I had a low beta with my current pregnancy and when I posted about it, lots of lovely ladies came and told me their stories so it is possible that it’s just a late implanter. 9dp5dt is still early. Try and hold onto a little bit of hope, stay on your meds and see what Monday’s test brings xxx
I'm sorry hon - as my Dr said to me when we went through something similar, we're talking about a life here and we have to make absolutely sure, even if it seems hopeless. Sending big hugs xxx
So sorry to hear… try and distract yourself as much as you can and while it is ok to try and prepare yourself for the worst, remember there are always exceptions. My clinic doesn’t check until 11dpt so you really might be ok. Sending positive vibes!!!

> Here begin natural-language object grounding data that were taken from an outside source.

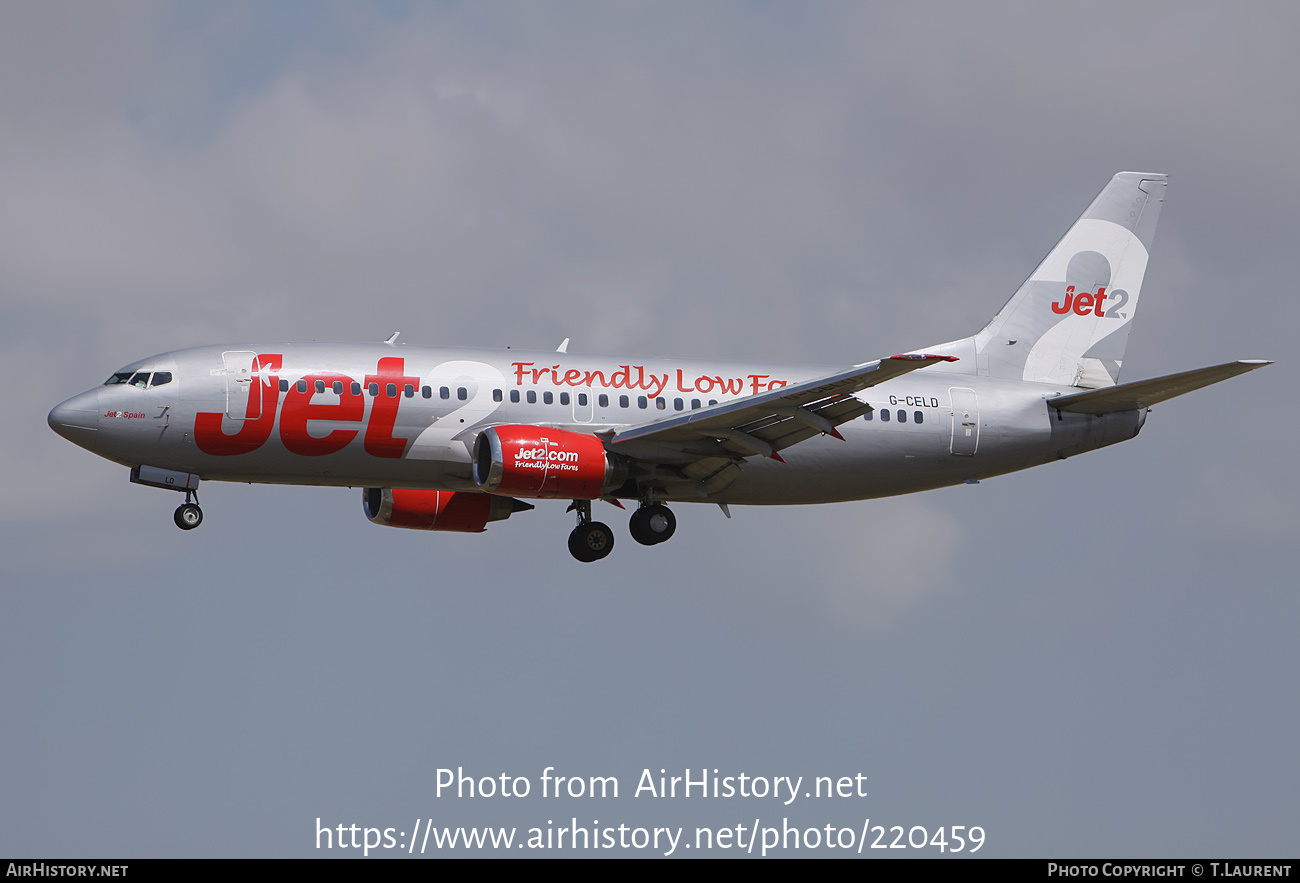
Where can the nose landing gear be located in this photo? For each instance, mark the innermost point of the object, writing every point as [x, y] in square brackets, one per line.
[189, 515]
[589, 540]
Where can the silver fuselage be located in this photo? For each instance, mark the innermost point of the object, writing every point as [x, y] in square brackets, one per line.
[407, 416]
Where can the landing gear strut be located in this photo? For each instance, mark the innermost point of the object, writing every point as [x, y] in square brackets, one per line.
[589, 540]
[189, 515]
[653, 523]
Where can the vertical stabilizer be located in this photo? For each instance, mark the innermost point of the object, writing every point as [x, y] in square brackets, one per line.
[1069, 321]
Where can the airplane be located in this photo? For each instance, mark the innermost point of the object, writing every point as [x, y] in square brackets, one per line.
[454, 438]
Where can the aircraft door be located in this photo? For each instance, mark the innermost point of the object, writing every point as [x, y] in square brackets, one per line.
[965, 421]
[239, 380]
[583, 407]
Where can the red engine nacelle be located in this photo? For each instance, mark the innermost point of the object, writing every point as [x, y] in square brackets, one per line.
[437, 510]
[545, 463]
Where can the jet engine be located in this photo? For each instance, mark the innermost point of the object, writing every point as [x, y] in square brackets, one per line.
[545, 463]
[437, 510]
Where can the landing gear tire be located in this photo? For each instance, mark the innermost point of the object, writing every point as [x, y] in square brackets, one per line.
[187, 516]
[653, 524]
[590, 541]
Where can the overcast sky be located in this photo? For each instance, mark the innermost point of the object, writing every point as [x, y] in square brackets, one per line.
[1092, 658]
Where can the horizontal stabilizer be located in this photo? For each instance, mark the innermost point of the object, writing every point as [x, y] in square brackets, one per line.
[1144, 393]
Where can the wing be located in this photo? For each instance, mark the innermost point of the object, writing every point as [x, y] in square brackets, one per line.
[707, 446]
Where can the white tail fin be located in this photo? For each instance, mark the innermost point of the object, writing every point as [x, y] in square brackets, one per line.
[1069, 321]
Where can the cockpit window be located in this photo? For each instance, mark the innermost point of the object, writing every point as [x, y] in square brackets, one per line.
[139, 379]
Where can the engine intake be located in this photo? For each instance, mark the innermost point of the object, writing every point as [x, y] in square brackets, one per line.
[545, 463]
[437, 510]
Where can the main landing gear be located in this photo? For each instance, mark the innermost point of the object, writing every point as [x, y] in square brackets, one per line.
[590, 540]
[653, 523]
[189, 515]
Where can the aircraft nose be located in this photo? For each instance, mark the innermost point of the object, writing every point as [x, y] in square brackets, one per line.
[77, 419]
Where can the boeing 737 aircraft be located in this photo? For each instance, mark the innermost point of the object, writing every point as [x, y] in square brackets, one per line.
[453, 438]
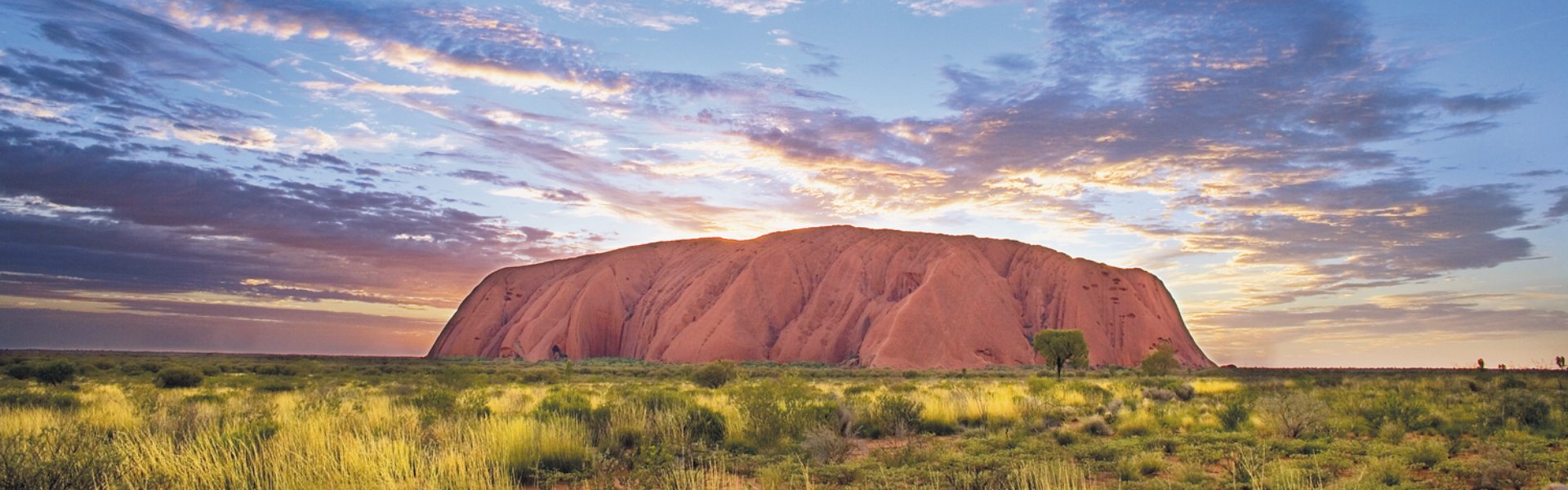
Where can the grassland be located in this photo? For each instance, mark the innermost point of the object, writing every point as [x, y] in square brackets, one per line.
[134, 421]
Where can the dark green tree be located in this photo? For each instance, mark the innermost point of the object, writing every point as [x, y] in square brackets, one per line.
[1062, 347]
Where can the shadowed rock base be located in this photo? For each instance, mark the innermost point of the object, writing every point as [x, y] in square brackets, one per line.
[836, 294]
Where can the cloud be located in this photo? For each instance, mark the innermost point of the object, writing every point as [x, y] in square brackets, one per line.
[499, 51]
[1561, 207]
[940, 8]
[168, 226]
[617, 13]
[756, 8]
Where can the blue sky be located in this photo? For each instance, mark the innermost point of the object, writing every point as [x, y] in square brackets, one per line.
[1317, 183]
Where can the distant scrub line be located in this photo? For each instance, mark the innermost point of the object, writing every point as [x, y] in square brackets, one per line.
[207, 421]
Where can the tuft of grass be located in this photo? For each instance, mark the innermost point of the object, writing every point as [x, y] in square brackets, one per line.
[530, 448]
[1045, 474]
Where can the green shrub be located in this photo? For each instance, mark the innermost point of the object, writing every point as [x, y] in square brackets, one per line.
[1526, 408]
[1294, 413]
[1235, 413]
[825, 445]
[56, 372]
[57, 401]
[1160, 362]
[276, 387]
[20, 371]
[1385, 471]
[1097, 426]
[1159, 394]
[778, 408]
[1140, 466]
[893, 415]
[705, 426]
[1394, 408]
[177, 377]
[1428, 454]
[1496, 470]
[565, 404]
[272, 369]
[715, 374]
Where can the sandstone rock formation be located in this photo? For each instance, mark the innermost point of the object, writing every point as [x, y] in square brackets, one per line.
[836, 294]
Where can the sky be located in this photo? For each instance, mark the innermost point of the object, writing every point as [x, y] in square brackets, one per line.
[1317, 183]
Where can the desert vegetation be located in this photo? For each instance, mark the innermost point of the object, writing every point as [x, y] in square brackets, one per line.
[207, 421]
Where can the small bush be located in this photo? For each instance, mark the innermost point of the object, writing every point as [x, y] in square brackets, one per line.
[274, 369]
[276, 387]
[826, 447]
[1159, 394]
[1294, 413]
[1387, 471]
[565, 404]
[177, 377]
[715, 374]
[1235, 413]
[1160, 362]
[705, 426]
[20, 371]
[1428, 454]
[1097, 426]
[1526, 408]
[56, 372]
[1140, 466]
[893, 415]
[59, 401]
[1496, 470]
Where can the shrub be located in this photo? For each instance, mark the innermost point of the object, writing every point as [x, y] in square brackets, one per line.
[20, 371]
[893, 415]
[565, 404]
[705, 426]
[177, 377]
[56, 372]
[1062, 347]
[276, 387]
[778, 408]
[1235, 413]
[1140, 466]
[1294, 413]
[1097, 426]
[272, 369]
[57, 401]
[715, 374]
[1159, 394]
[1526, 408]
[825, 445]
[1160, 362]
[1496, 470]
[1428, 454]
[1385, 471]
[1394, 408]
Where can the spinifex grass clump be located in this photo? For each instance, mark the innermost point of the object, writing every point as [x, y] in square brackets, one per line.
[530, 449]
[621, 425]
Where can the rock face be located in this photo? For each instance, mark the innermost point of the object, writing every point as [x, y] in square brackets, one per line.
[836, 294]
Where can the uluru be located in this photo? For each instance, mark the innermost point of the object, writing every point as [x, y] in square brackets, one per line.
[836, 294]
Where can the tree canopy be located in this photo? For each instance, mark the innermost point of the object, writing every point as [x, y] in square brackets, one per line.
[1062, 347]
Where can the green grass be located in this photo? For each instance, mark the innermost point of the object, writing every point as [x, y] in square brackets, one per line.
[397, 423]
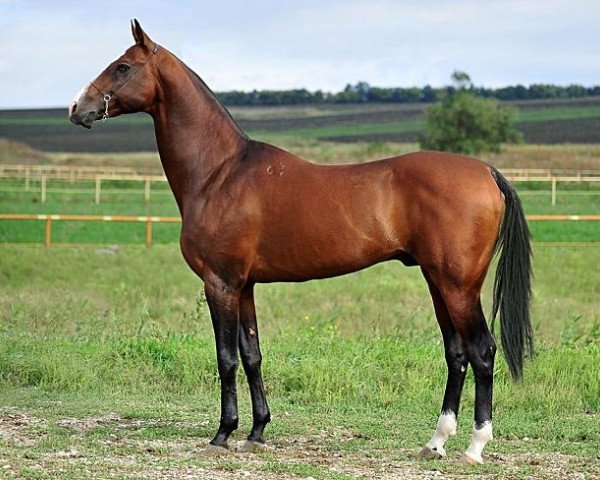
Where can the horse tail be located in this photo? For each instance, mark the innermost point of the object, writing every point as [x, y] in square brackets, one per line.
[512, 285]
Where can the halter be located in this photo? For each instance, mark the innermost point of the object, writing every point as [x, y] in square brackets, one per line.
[106, 97]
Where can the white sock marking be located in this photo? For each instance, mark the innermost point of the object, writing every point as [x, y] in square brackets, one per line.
[478, 441]
[446, 428]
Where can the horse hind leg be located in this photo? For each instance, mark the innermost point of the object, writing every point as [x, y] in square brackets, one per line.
[456, 361]
[468, 319]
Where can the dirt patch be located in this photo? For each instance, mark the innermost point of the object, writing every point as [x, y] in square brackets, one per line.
[20, 430]
[122, 451]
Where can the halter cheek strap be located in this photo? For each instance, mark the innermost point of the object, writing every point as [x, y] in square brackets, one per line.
[106, 97]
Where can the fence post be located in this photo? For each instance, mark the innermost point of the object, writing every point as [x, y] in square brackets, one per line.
[147, 190]
[97, 190]
[43, 188]
[149, 232]
[48, 231]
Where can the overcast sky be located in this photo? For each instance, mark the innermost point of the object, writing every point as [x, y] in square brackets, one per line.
[50, 49]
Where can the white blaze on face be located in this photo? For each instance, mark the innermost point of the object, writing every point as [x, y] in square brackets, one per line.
[446, 428]
[78, 97]
[478, 441]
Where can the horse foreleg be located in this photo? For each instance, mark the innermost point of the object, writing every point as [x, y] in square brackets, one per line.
[251, 360]
[223, 303]
[456, 361]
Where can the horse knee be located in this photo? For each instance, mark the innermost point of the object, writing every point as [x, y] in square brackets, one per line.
[483, 361]
[252, 363]
[457, 360]
[227, 367]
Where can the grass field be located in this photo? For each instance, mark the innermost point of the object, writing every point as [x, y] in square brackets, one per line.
[107, 365]
[107, 369]
[126, 198]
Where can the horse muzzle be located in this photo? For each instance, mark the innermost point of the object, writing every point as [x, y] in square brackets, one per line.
[82, 116]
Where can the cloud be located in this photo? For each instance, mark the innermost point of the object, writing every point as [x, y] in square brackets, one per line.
[51, 49]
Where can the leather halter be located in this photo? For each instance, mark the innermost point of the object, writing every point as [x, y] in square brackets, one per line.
[106, 97]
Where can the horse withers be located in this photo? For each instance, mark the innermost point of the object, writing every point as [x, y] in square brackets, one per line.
[253, 213]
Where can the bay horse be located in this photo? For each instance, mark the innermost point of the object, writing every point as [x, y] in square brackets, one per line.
[253, 213]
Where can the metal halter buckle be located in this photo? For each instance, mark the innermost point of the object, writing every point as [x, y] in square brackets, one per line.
[106, 99]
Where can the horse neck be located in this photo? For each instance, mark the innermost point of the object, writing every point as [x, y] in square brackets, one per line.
[198, 141]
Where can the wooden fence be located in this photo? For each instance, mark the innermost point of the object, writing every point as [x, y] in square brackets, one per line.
[45, 173]
[48, 219]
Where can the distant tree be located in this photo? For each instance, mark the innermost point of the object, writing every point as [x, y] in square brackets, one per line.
[463, 123]
[461, 80]
[428, 94]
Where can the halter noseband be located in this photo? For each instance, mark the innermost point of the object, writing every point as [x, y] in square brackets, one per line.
[106, 97]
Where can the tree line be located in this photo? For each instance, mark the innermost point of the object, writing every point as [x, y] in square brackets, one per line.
[362, 92]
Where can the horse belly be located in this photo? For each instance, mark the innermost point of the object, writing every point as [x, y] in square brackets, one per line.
[322, 250]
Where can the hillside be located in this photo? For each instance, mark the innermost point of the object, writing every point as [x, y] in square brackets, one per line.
[541, 121]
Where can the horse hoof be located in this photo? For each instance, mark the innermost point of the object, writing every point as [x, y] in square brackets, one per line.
[250, 446]
[214, 451]
[467, 460]
[430, 454]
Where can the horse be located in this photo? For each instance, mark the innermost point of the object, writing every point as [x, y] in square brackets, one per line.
[253, 213]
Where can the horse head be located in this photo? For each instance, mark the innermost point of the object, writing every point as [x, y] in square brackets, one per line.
[127, 85]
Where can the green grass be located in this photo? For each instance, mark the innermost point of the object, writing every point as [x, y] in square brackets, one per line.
[108, 355]
[126, 198]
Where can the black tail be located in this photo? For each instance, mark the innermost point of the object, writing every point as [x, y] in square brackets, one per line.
[512, 285]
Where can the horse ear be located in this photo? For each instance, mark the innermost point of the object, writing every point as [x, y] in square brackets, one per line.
[138, 33]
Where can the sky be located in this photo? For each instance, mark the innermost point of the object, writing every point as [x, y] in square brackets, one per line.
[50, 49]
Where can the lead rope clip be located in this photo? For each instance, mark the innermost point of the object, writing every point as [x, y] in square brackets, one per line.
[106, 100]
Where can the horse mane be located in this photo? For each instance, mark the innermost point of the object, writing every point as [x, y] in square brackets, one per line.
[204, 88]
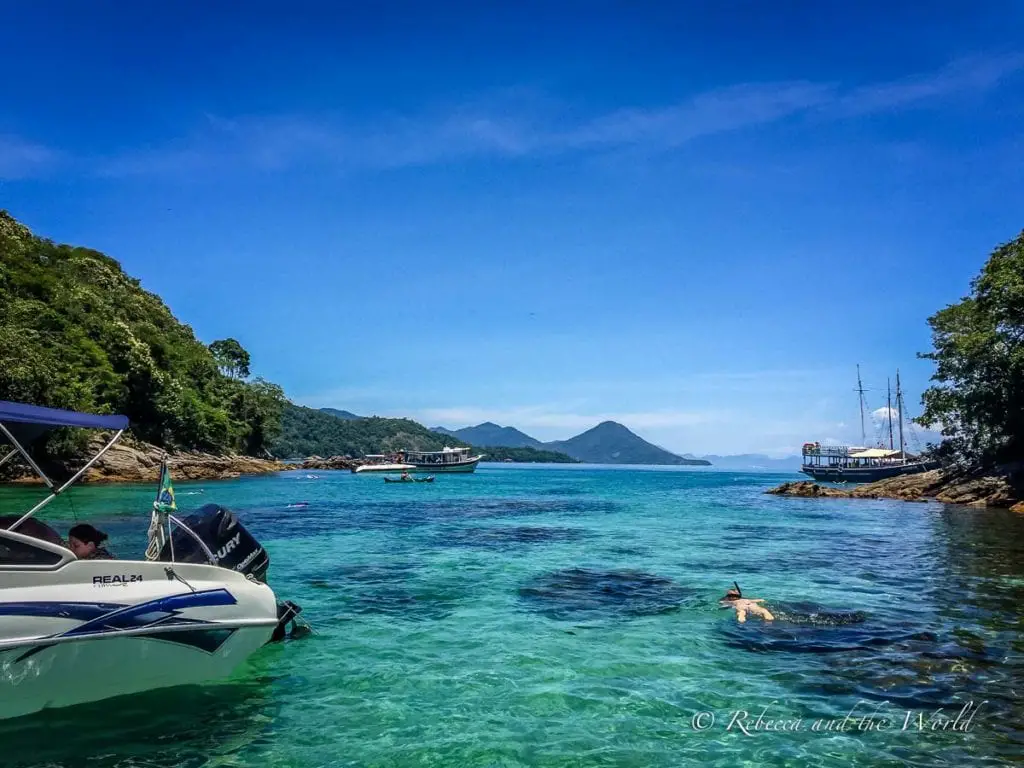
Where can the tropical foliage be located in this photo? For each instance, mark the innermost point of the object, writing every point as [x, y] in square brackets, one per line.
[306, 431]
[978, 397]
[76, 332]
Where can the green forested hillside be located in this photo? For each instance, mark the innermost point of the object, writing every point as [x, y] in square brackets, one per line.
[76, 332]
[306, 431]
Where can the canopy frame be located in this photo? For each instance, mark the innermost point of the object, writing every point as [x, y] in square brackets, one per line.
[52, 417]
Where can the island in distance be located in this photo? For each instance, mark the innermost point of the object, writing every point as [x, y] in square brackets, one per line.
[608, 442]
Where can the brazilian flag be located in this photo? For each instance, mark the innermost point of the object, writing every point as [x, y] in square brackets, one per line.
[165, 495]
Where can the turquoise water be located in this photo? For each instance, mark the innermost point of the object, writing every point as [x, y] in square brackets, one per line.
[567, 616]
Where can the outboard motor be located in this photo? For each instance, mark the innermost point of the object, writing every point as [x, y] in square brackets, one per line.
[232, 547]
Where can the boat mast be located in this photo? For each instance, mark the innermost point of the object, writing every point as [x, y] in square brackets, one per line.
[899, 407]
[889, 408]
[860, 389]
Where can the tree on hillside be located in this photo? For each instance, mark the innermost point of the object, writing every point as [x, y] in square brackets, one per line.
[978, 343]
[231, 357]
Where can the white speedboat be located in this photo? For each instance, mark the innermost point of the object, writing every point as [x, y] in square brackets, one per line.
[74, 631]
[381, 463]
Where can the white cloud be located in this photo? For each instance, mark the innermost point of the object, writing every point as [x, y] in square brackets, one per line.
[511, 126]
[882, 415]
[540, 417]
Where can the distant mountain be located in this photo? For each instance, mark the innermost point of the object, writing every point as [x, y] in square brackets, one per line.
[756, 462]
[489, 433]
[306, 431]
[610, 442]
[346, 415]
[525, 455]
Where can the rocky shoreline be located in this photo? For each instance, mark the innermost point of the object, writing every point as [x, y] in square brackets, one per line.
[1000, 487]
[132, 461]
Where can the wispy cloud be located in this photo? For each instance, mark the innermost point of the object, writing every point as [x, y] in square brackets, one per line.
[20, 159]
[529, 418]
[511, 126]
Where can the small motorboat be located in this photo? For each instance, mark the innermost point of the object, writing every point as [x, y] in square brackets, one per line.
[190, 612]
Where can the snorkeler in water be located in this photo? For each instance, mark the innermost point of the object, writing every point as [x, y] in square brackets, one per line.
[743, 605]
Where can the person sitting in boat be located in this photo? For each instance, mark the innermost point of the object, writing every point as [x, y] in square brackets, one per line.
[743, 605]
[86, 542]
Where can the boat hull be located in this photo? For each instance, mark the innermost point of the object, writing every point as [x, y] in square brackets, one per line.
[77, 636]
[468, 466]
[865, 474]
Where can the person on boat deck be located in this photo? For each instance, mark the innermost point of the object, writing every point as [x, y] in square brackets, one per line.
[86, 542]
[742, 605]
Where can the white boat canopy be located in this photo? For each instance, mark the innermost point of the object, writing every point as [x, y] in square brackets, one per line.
[875, 454]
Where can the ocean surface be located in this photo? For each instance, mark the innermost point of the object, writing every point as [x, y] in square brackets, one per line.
[568, 616]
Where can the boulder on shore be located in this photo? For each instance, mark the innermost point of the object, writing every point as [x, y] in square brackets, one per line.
[134, 461]
[1001, 486]
[334, 462]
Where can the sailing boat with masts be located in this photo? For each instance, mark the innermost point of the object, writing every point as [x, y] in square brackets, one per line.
[860, 463]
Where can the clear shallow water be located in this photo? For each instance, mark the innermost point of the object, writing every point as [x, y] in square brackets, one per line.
[567, 616]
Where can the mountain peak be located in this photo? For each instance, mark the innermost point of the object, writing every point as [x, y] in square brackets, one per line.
[611, 442]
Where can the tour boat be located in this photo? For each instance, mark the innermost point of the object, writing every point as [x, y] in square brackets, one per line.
[381, 463]
[446, 460]
[862, 464]
[75, 631]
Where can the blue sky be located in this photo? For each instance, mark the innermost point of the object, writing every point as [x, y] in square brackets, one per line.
[694, 218]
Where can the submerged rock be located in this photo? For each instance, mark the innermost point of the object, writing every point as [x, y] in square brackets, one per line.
[587, 593]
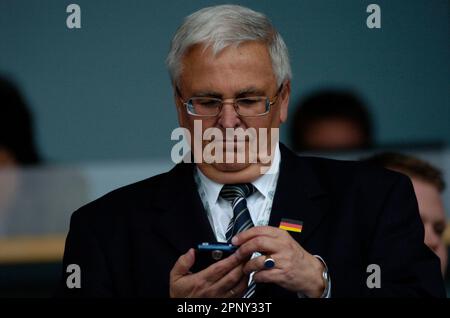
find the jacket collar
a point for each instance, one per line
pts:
(184, 222)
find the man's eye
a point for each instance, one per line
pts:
(248, 101)
(208, 103)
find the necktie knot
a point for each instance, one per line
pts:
(232, 192)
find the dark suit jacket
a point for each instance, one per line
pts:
(353, 215)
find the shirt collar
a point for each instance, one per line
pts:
(262, 184)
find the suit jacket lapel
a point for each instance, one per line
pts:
(184, 221)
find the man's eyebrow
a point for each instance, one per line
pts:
(207, 94)
(241, 93)
(250, 91)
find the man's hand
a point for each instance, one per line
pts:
(224, 279)
(295, 269)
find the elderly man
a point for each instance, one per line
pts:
(303, 227)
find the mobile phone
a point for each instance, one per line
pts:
(207, 254)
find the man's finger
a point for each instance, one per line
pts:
(183, 264)
(262, 244)
(219, 269)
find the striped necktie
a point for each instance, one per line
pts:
(236, 194)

Thank you. I have searched the internet for success stories but there are really none. It just feels cruel to make me have to continue progesterone whilst waiting for the inevitable
I am so sorry and biggest hugs. This epically sucks. I want you to have some hope but I also want you to prepare yourself mentally for what may occur. With my first chemical pregnancy my HCG 9dp5dt was 12. I needed to stay on the progesterone and go back in two days for another blood test. It sucked. I kept looking for hope but I knew that it was unlikely so wasn't surprised when they told me to stop my progesterone after the next blood test. I sincerely hope that my experience isn't yours. The only silver lining is that my FS was happy and therefore I was excited too...that implantation can take place. Getting pregnant even with a chemical means your odds of IVF working for you go way up according to my clinic. I hung onto that and did fall pregnant and am currently 27 weeks. No matter what happens...please don't give up. There is always hope.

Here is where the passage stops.